Zip like items together in a bag sized to fit, and nest smaller bags of items into a larger bag. For example, bag playing cards together inside a larger bag with other games. Bag mosquito repellent, cintronella candles and anti-itch cream together. With a marker write “for mosquitos” on the bag. This could go inside a larger bag or container with first-aid type items, also bagged and labeled. Now, you not only have what you need in one place but you also have a place holder for returning those items to. A-hah. Now you’re getting the picture!

storage-tool-bagsOne expert source recommends canvass tool bags for camp items, such as those made by Craftsman. They come in many sizes and configurations. We can’t think of a better way to keep camp kitchen utensils or first aid, or even toiletries organized and transportable.

Eventually, all bags or small bins go into larger containers that store and transport as per tip #2. 

Stick to this system for items that don’t get stored, but are gathered a day or two in advance of camping. (Using those empty labelled bags from last year also serves as a checklist of what to take.) Once at camp, you’ll never have to rummage through boxes or bags of loose items at camp looking for that bottle opener you know “is somewhere in one of these boxes.” This may all seem to be making the storage of camp gear more complicated. But once your system is in place, it actually serves to simplify the process.
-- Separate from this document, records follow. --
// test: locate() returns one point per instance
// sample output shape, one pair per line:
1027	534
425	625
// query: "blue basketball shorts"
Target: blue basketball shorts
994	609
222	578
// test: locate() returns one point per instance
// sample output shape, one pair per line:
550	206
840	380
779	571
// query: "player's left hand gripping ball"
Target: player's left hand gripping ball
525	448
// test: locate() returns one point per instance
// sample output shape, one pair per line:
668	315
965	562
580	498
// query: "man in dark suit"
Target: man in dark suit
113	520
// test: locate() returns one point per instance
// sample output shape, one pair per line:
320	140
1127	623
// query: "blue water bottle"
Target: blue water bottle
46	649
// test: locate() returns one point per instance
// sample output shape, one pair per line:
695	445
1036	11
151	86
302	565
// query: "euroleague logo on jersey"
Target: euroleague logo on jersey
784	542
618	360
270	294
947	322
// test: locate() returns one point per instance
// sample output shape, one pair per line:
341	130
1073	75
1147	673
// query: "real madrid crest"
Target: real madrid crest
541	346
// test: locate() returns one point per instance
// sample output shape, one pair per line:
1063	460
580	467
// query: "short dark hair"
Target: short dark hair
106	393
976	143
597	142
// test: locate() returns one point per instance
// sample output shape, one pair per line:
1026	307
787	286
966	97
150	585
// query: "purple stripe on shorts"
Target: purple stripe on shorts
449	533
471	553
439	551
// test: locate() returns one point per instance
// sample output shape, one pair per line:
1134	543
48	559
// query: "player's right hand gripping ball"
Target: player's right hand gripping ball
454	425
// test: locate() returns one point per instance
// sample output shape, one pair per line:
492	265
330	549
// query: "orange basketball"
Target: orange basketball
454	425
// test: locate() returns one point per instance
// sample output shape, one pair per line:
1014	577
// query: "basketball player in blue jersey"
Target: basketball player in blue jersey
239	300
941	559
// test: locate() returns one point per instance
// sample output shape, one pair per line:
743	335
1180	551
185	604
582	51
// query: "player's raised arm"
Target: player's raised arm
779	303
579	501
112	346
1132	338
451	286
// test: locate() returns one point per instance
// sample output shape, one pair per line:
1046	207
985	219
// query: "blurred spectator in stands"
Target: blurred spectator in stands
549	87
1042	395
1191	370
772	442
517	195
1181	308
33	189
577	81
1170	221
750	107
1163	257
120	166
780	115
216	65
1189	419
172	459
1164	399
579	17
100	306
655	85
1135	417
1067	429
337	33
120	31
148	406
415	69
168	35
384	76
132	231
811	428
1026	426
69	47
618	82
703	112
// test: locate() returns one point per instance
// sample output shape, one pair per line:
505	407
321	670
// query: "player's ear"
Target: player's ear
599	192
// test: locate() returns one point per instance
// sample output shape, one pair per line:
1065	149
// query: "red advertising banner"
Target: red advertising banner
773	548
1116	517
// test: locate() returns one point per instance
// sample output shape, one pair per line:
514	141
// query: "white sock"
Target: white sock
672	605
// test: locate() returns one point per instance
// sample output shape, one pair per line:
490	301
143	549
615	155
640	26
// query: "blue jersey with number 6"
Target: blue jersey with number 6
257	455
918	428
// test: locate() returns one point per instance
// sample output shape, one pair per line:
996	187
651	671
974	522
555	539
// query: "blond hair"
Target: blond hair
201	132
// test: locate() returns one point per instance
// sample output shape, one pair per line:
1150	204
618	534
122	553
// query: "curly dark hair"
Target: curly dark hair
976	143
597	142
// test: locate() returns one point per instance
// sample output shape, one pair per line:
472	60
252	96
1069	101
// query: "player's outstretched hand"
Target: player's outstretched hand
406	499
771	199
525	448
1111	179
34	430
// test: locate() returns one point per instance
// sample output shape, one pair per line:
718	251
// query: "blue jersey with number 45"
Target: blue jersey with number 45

Try it and you’ll see.

TIP #4: Dedicated Storage Space

Where’s the best place in your house to store camping stuff? The answer is anywhere you decide, but it’s best to have it all in one dedicated place rather than scattered throughout closets, cupboards and drawers in your house. The most likely spot can be in the garage, out of the way on a high shelf. That’s probably okay, especially if it’s inside containers (tip #3) that prevent pests and moisture from getting to it. But keep in mind that, while garage temperature swings will not hurt most equipment, anything combustible such as matches, propane tanks, or such things as candles and aerosol cans should not be stored in high heat susceptible places. As for sleeping bags, some campers prefer storing them indoors, hanging in a closet or under a bed (unrolled and lying flat actually helps preserve the “fluffiness” of the stuffing.)

Wherever you find space, if you’ve followed tips 1-3, your equipment with be safe from moisture and critters, which are the biggest threats. Or are they?

TIP #5: Take Your Camping Gear Camping

Actually the biggest threat to camping equipment is not using it. Take it camping for goodness sake! You’ll know its condition, what needs replacing, what items are practical and most useful, what has faired well in storage, and what can be stored better next time.

If you take good care of it, store it smartly, and take it camping often, your gear will fulfill its whole purpose for being. Camping means fun times with loved ones, lasting memories, and keeping traditions alive. Your equipment becomes your tools to support and make these possible.

Invest in good equipment and good methods of maintenance and storage. Keep it simple, keep it practical, keep it fun!